Saving My Time (And Sanity): Managing “Can I Pick Your Brain?” Requests

Wed, Feb 21, 2024

People seek your counsel once you’ve achieved some success (real or perceived). It’s flattering at first but can quickly become overwhelming if you don’t learn how to manage it.

Here’s what I’ve learned so far as I work to manage this double-edged sword.

I really like helping people (color me naive, but I believe most people do). I’m always flattered when someone asks for my advice or opinion, and I do my best to serve where I can. When the requests come through sparingly, it’s a welcomed recognition that I’m on the right track.

The requests began to pick up in frequency and magnitude at a certain point.

 

I get at least a dozen “Can I pick your brain?” requests daily.

It’s easy to manage requests from people I don’t know. My team has a template that outlines the options I make available.

The real problem has been managing requests from people I know, especially if I like them or feel obligated to maintain a certain decorum. I hate getting a request to connect from someone I like when I feel I don’t have the time to honor the request correctly.

A few things that have helped (context-dependent): If someone asks to schedule time or jump on a call, I’ll message back and let them know I’m booked but can text if their question is quick.

 

When it works, it works well and lets me help without disrupting my day.

If the request is bigger than a quick text can accommodate, I’ll ask them to email me so I can get back to them on my own time. I’ve actually written a public article on the power of asynchronous communication.

I will go as far as sending them a link so they don’t feel personally slighted.

And finally, if they absolutely have to hop on a call, I’ll send them my booking link and let them pick a time that works for them. The issue here is it’s not uncommon for me to be booked out weeks ahead. Sometimes, people see that and become more receptive to the email option.

 

For people who don’t want to work within these parameters, I have a difficult choice to make.
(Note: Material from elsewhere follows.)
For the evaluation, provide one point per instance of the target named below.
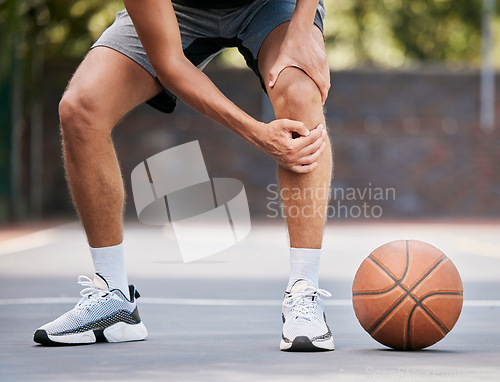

I can bend my schedule to their needs (something I’ll do if they’re important enough to me), or I can let them know that’s all I have to offer and I’m sorry it’s not enough for them.

As you can imagine, this can be poorly received.

The problem is that trying to accommodate everyone’s demands would mean never being able to work on what’s truly important to me. This is the necessary sacrifice on the road to accomplishment.

As a people pleaser, it’s a hard one. I’d love your input and advice on this!

How do you manage “Can I pick your brain?” requests?